Data Mining Algorithm--apriori

Source: Internet
Author: User

in the previous article data mining Getting started algorithm collation mentioned in the the Apriori algorithm is The most widely used algorithm in association rules algorithm, this time we will learn the basic knowledge of the algorithm.

I. Overview of Algorithms

     apriori Algorithm is one of the most influential algorithms for mining the frequent itemsets of Boolean Association rules, which is proposed by Rakesh Agrawal and Ramakrishnanskrikant. It uses an iterative approach called layered search, and K-itemsets are used to explore (k+1)-itemsets. First, find the collection of frequent 1-itemsets. The set is recorded as L1. L1 is used to find a collection of frequent 2-itemsets L2, while L2 is used to find L2, so go on until the K-itemsets cannot be found. Every time you find a Lk, you need a database scan. To improve the efficiency of frequent itemsets, a kind of important property called Apriori is used to compress search space. The operating theorem is One is that all non-empty sets of frequent itemsets must be frequent, and the second is that all the parent sets of non-frequent itemsets are non-frequent .

Two, application scenario

     III, basic concept
The two most important concepts of the Apriori algorithm are support and confidence level (confidence):

  • Support: Supported({A, B}) =p (AB), which is the probability that event a
  • confidence level: c Onfidence (a=>b) = support ({A, b})/support ({A}), that is, the probability of B occurring at the same time in the event of a, the confidence level of a to B in the calculation is the support level of {A, a},/{a}.
  • minimum confidence: The predetermined value, generally by the multiple attempts to obtain the results of the algorithm, to exclude each candidate set of elements, has been the next layer of frequent itemsets.
  • minimum confidence level, preset value, to determine confidence level
  • Strong rules: rules that satisfy both minimum support and minimum confidence are called strong rules
three, the realization principle

The algorithm is divided into two stages: calculating the support degree of each layer and calculating the confidence degree according to the support degree.
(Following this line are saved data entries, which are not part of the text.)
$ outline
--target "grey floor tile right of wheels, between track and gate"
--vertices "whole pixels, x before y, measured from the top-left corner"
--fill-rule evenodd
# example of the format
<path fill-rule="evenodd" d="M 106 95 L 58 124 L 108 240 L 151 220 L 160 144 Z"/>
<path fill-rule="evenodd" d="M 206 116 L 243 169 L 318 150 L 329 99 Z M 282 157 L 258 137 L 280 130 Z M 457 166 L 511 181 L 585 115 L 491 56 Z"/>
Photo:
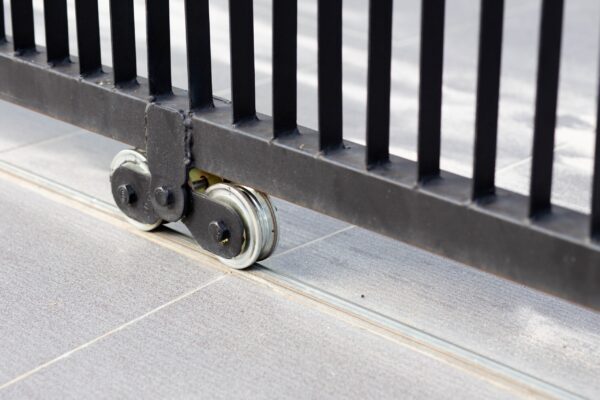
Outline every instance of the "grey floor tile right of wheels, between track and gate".
<path fill-rule="evenodd" d="M 600 314 L 593 311 L 360 229 L 261 264 L 575 393 L 600 396 Z"/>

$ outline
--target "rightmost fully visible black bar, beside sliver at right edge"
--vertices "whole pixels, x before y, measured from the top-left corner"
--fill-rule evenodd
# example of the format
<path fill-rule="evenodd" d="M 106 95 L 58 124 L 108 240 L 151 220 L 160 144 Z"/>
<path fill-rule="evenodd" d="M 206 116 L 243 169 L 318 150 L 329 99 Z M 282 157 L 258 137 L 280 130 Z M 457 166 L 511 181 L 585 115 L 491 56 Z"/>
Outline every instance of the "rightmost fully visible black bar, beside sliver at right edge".
<path fill-rule="evenodd" d="M 563 0 L 544 0 L 540 26 L 529 215 L 551 207 Z"/>

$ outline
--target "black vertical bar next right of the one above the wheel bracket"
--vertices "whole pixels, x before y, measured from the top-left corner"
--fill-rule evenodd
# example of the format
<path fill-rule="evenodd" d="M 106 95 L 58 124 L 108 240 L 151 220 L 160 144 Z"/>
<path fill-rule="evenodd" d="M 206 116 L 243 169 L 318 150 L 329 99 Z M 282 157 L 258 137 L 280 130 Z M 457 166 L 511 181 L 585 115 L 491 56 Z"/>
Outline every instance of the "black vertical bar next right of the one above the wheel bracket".
<path fill-rule="evenodd" d="M 212 107 L 208 0 L 185 0 L 190 109 Z"/>

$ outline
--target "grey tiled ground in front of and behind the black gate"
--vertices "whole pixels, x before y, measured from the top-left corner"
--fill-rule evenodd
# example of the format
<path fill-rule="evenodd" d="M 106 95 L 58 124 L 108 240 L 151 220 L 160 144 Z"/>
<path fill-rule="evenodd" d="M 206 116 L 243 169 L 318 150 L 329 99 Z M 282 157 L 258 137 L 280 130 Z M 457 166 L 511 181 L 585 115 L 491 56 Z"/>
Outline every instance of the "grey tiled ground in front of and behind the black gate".
<path fill-rule="evenodd" d="M 185 87 L 182 2 L 172 3 L 174 82 Z M 315 127 L 315 1 L 300 3 L 299 116 Z M 473 3 L 448 0 L 442 165 L 463 175 Z M 600 5 L 566 3 L 553 196 L 587 212 Z M 214 85 L 224 97 L 226 4 L 211 0 Z M 143 1 L 136 6 L 145 75 Z M 524 193 L 538 7 L 507 0 L 498 177 Z M 269 10 L 255 1 L 257 101 L 267 114 Z M 408 158 L 418 13 L 397 2 L 392 145 Z M 366 2 L 347 1 L 344 23 L 345 136 L 362 141 Z M 600 314 L 278 200 L 277 253 L 226 270 L 178 226 L 147 234 L 123 221 L 108 184 L 123 148 L 0 102 L 0 398 L 600 397 Z"/>

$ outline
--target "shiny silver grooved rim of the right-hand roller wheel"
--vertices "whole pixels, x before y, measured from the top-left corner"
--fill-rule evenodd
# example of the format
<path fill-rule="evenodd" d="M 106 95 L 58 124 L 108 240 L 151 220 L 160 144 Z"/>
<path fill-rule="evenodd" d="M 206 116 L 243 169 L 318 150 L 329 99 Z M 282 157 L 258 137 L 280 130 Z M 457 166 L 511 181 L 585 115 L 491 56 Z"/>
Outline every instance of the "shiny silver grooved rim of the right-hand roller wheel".
<path fill-rule="evenodd" d="M 228 205 L 244 224 L 244 244 L 234 258 L 218 257 L 223 264 L 244 269 L 269 257 L 277 246 L 277 220 L 269 197 L 252 188 L 230 183 L 218 183 L 206 189 L 214 201 Z"/>

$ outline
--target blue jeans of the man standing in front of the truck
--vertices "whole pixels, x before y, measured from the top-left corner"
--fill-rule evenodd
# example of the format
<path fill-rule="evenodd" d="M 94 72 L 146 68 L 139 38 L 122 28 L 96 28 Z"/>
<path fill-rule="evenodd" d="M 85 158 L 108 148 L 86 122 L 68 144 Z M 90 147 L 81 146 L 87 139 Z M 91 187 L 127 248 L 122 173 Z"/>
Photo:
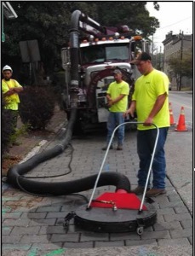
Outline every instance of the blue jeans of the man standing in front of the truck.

Here is a direct example of the initial set of 5 records, according to the product portfolio in the record, we can step through each layer of support, the calculation process such as:

Support degree calculation process

As you can see, you can finally get 3 layers of support: L1,l2,l3, Next, we can calculate the confidence level of each layer directly through the support degree, here we take L3 as an example:

confidence Calculation Process

Confidence calculation is relatively simple, is based on the K-1 elements in a set of elements to the confidence level of another element, directly apply the upper formula. Here we can actually draw the rules, when the BC or CE appears, E or B will inevitably appear. Of course, this is just a simple example, the actual need to have enough samples, the results are more reliable.

Iv. Conclusion from the top of the Apriori algorithm basic principle is still relatively simple , but in the actual process if the calculation, for n products will have 2^n−1 a combination, but n slightly larger calculation is very large, so the actual algorithm implementation, to use the beginning mentioned The properties of the Apriori algorithm are pruned to reduce the computational amount. In addition, the association rule algorithm also has the fp-growth and the Eclat and so on the more efficient algorithm, here no longer introduces, can understand by oneself.

Reference: Apriori algorithm detailed, using Apriori algorithm and fp-growth algorithm for correlation analysis



Data Mining Algorithm--apriori

Contact Us

The content source of this page is from Internet, which doesn't represent Alibaba Cloud's opinion; products and services mentioned on that page don't have any relationship with Alibaba Cloud. If the content of the page makes you feel confusing, please write us an email, we will handle the problem within 5 days after receiving your email.

If you find any instances of plagiarism from the community, please send an email to: info-contact@alibabacloud.com and provide relevant evidence. A staff member will contact you within 5 working days.

A Free Trial That Lets You Build Big!

Start building with 50+ products and up to 12 months usage for Elastic Compute Service

  • Sales Support

    1 on 1 presale consultation

  • After-Sales Support

    24/7 Technical Support 6 Free Tickets per Quarter Faster Response

  • Alibaba Cloud offers highly flexible support services tailored to meet your exact needs.